Dorie Klissas is an American Emmy award-winning television news producer specializing in medical segments and covering seven Olympic games for national NBC and CBS broadcasts. In print journalism, her work focuses on issues pertaining to the Greek American community. She has been a branding and marketing executive for metropolitan healthcare systems including the Mount Sinai Health System and Hackensack Meridian Health. She is a competitive tennis player and, as of 2024, an active tennis advocate.

== Biography ==
=== Education ===
She earned a Bachelor’s from Harvard University, majored in European History and played on the varsity tennis team. As a Rotary Foundation Scholar, she pursued studies at the Graduate School of International Affairs in Geneva.

=== Athletics ===
In the 18 and under age group, she later achieved a national ranking of #101 in the United States Tennis Association and was ranked #9 in the Eastern Tennis Association and as of 2024 has a current ranking of 3.8 out of 4 at TennisRecord.

=== Early career ===
Her early work included internships in the Press Office at the Greek Embassy in Washington, DC, and in the Scheduling Office of Michael S. Dukakis in Boston. She began her television career as an intern for Bud Collins at the US Open Tennis Championships in New York.
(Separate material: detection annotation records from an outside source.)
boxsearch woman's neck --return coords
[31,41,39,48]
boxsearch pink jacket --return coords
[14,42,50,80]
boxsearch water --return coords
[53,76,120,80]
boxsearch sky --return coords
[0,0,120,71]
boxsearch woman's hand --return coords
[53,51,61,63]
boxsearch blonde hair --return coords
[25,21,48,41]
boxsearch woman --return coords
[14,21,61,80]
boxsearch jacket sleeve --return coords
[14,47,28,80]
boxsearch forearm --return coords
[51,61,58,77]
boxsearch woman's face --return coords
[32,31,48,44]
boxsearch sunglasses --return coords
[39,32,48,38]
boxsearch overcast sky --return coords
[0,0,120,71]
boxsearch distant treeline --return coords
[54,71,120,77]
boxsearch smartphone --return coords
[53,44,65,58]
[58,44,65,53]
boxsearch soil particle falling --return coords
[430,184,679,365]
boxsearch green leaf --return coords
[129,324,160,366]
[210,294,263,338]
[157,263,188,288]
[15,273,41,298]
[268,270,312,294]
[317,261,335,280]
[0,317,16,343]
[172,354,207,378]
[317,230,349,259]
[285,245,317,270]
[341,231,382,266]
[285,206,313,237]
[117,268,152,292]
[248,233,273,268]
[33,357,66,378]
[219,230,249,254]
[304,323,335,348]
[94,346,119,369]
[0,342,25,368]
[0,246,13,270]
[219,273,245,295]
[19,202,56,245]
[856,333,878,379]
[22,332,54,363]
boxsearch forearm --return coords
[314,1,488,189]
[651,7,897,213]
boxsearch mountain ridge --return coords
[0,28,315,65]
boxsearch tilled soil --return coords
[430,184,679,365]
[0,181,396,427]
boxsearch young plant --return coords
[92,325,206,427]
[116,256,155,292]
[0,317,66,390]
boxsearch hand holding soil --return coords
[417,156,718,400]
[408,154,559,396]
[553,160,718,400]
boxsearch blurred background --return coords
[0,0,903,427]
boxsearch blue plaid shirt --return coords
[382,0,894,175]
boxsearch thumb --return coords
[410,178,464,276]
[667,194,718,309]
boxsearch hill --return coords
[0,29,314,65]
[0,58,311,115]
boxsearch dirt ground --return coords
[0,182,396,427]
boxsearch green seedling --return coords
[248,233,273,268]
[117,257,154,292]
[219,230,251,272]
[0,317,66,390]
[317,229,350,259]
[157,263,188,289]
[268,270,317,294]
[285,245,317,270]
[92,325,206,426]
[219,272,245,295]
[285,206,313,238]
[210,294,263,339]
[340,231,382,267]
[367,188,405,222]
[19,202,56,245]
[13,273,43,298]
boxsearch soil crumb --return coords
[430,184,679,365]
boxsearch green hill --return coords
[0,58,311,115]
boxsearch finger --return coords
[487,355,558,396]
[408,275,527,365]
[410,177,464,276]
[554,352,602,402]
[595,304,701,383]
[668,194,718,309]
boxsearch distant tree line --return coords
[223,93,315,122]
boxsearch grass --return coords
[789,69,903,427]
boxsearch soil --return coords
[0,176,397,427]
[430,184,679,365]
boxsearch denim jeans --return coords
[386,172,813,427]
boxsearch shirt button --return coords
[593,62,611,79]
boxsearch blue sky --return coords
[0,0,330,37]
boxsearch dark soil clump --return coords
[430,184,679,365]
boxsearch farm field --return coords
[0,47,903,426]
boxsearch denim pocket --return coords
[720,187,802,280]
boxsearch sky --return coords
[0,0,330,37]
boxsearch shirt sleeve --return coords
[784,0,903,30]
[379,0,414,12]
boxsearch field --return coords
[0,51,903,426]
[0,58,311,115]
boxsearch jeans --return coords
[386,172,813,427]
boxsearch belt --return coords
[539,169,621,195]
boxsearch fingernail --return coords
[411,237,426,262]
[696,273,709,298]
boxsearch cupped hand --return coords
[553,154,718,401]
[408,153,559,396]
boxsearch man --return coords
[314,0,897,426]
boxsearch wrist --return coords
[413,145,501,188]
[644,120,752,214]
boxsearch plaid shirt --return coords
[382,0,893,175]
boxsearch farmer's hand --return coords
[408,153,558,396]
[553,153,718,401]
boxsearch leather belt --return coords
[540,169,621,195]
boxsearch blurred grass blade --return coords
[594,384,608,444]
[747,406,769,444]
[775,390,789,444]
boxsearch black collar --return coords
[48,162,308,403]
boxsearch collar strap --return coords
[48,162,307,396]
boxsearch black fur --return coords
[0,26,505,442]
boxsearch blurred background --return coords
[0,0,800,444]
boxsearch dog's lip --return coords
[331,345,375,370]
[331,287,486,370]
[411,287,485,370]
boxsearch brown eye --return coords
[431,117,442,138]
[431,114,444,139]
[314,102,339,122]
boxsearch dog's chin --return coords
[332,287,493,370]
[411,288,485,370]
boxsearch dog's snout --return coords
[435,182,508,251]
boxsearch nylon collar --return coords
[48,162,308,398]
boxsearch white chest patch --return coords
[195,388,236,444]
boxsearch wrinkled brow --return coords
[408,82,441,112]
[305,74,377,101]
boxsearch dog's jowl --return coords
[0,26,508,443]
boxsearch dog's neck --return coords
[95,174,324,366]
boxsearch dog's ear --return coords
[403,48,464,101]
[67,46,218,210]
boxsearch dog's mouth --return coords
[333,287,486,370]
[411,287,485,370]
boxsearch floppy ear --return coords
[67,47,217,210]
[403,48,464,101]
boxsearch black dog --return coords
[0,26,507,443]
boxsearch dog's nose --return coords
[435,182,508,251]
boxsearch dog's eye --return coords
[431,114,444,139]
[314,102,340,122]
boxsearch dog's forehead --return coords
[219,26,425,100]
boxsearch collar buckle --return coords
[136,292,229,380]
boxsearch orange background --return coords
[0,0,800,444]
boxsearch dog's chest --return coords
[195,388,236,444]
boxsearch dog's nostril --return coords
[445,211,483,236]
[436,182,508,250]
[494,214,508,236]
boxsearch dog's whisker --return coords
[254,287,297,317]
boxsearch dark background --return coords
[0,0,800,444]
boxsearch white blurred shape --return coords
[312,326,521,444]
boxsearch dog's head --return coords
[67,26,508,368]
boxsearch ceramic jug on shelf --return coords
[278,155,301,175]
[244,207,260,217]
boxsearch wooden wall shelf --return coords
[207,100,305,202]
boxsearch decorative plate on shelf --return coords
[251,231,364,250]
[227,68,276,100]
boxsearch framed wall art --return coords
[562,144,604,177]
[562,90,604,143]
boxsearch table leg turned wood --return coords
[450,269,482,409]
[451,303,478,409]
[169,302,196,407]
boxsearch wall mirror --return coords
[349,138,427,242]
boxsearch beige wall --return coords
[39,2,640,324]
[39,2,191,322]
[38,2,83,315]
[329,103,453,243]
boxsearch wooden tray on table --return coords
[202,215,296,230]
== Television production ==

=== CBS Evening News ===
As a journalist and producer, Klissas focused on health and medicine. Between 2006 and 2008, she served as chief medical producer for Katie Couric and medical correspondent Dr. Jon LaPook at the “CBS Evening News with Katie Couric.” She received a producer credit for the 2008 Edward R. Murrow "Best Newscast" award for "CBS Evening News".

=== NBC Today ===
Klissas worked as a producer for NBC’s Today show from 1994 to 2006, covering news and medical series. She produced Katie Couric’s interviews with the actor Christopher Reeve and earned two Gracie Allen Awards, along with an Emmy nomination for her story on Lauren Manning, a burn victim and survivor from the 2001 World Trade Center attack.

=== Olympics coverage ===
Klissas worked as a freelance associate director during the 1988 Summer Olympics in Seoul, Korea. As a producer, she worked at CBS Sports on the Olympic Unit, producing feature stories on athletes for the 1992 Winter Olympics in Albertville, France and the 1994 Winter Olympics in Lillehammer, Norway. As a freelance producer, she worked with Bob Costas at NBC during the 1992 Summer Olympics in Barcelona, Spain. During her tenure at NBC Today, she covered the 2002 Winter Games in Salt Lake City, Utah, the 2004 Summer Olympics in Athens, Greece and the 2000 Summer Olympics in Sydney, Australia. She was city producer for Matt Lauer’s “Where in the World?” segments, coordinating production in Morocco, Athens, and Mykonos.

== Health marketing ==
Klissas was senior vice president and chief marketing officer from 2019 to 2023 at Hackensack Meridian Health. In this position, she oversaw development, and execution of digital engagement, brand strategy, communications and marketing initiatives. In 2023, she won the Marketing Campaign of the Year for a strategy named “We’re Ready”.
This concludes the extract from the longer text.